📊

Ch.3 Variance and Standard Deviation

Sep 9, 2025

Overview

This lecture introduces measures of spread (dispersion) in statistics, explaining how data varies around the center, why it matters, and how to calculate key measures like range, interquartile range, variance, and standard deviation.

What Are Measures of Spread?

  • Measures of spread describe how data values are distributed around the center (mean or median).
  • They help determine how well the mean or median represents the data set.
  • Common uses include fields like test scoring, economics, investing, gambling, and polling.

Key Measures of Spread

Range

  • Range = largest value - smallest value in a data set.
  • Shows the distance between the most extreme data points.
  • Sensitive to outliers and does not reflect the core of the data.

Interquartile Range (IQR)

  • IQR = Q3 – Q1, where Q1 and Q3 are the medians of the data's lower and upper halves.
  • Represents the spread of the middle 50% of data.
  • Less affected by outliers than the range.

Variance

  • Variance measures how far each data point is from the mean, averaged as squared deviations.
  • For a sample, variance = sum of squared deviations from mean divided by (number of data points – 1).
  • Units of variance are squared units (e.g., seconds², wins²).
  • Variance increases with more spread-out data and is affected by outliers.

Standard Deviation

  • Standard deviation = square root of variance, returning to original units.
  • Indicates the average amount a data point deviates from the mean.
  • High standard deviation means data is more spread out; low means data is clustered near the mean.
  • Like variance, it's sensitive to extreme values.

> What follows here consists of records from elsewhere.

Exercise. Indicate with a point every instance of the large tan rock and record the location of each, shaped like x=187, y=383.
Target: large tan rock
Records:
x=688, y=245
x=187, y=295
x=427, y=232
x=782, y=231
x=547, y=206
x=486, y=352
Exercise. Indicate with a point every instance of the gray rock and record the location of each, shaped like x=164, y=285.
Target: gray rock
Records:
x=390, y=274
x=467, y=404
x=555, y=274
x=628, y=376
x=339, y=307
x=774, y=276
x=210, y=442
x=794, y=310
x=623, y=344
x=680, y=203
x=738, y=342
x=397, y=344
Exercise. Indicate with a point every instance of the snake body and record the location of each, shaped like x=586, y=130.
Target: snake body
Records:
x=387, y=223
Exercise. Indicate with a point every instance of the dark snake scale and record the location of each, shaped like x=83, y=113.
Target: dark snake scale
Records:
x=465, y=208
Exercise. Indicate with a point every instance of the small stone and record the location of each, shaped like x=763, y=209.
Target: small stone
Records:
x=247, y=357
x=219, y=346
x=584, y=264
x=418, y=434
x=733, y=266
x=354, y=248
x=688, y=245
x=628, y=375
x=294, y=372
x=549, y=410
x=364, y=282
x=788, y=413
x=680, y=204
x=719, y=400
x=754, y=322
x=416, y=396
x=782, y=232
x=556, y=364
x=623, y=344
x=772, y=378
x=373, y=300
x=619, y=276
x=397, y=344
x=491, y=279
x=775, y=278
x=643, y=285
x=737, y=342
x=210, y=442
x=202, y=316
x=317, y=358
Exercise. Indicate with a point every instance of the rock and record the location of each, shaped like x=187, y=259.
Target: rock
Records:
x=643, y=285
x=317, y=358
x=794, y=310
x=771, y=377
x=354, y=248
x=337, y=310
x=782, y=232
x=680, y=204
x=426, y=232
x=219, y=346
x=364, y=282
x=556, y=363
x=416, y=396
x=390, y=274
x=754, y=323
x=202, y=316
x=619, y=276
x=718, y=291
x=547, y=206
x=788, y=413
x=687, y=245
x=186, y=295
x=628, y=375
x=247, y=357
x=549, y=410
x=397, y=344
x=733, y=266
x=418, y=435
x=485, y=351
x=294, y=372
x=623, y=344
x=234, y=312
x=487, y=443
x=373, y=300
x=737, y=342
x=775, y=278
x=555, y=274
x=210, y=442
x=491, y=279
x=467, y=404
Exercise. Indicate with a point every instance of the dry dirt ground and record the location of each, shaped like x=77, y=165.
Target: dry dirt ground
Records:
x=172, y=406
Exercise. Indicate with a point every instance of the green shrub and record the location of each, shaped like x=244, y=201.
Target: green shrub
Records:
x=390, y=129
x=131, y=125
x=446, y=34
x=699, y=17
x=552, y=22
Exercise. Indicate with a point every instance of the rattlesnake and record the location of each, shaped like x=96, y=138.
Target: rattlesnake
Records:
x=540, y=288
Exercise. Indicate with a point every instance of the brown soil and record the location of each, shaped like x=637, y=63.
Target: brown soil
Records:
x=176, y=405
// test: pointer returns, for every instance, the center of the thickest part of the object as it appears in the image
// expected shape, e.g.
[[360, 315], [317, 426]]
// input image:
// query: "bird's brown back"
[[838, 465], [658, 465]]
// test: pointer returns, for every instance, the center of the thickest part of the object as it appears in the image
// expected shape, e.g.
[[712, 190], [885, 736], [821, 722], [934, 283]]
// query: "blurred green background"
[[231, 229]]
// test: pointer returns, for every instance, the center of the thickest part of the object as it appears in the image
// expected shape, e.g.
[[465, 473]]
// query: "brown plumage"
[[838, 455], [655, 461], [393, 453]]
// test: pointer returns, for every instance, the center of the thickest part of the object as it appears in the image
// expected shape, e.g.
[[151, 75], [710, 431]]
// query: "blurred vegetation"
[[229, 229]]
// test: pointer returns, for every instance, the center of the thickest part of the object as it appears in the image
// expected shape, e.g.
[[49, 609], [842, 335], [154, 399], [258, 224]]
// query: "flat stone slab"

Practical Implications & Examples

  • Removing outliers (extreme values) lowers the range, variance, and standard deviation but affects the mean more than the median.
  • Standard deviation helps interpret how well the mean summarizes data.
  • Growing a YouTube channel example: higher standard deviation in audience age means a more diverse viewer base.

Key Terms & Definitions

  • Range — Difference between the largest and smallest data points.
  • Interquartile Range (IQR) — Difference between the third and first quartiles (Q3 – Q1), shows spread of the middle half.
  • Variance — Average squared distance of each data point from the mean.
  • Standard Deviation — Square root of variance; average distance of data points from the mean.
  • Outlier — Data point much higher or lower than most others, greatly impacts measures of spread.

Action Items / Next Steps

  • Practice calculating range, IQR, variance, and standard deviation with sample data sets.
  • Watch for outliers when interpreting mean and standard deviation.
  • Review the next lecture for more on outliers.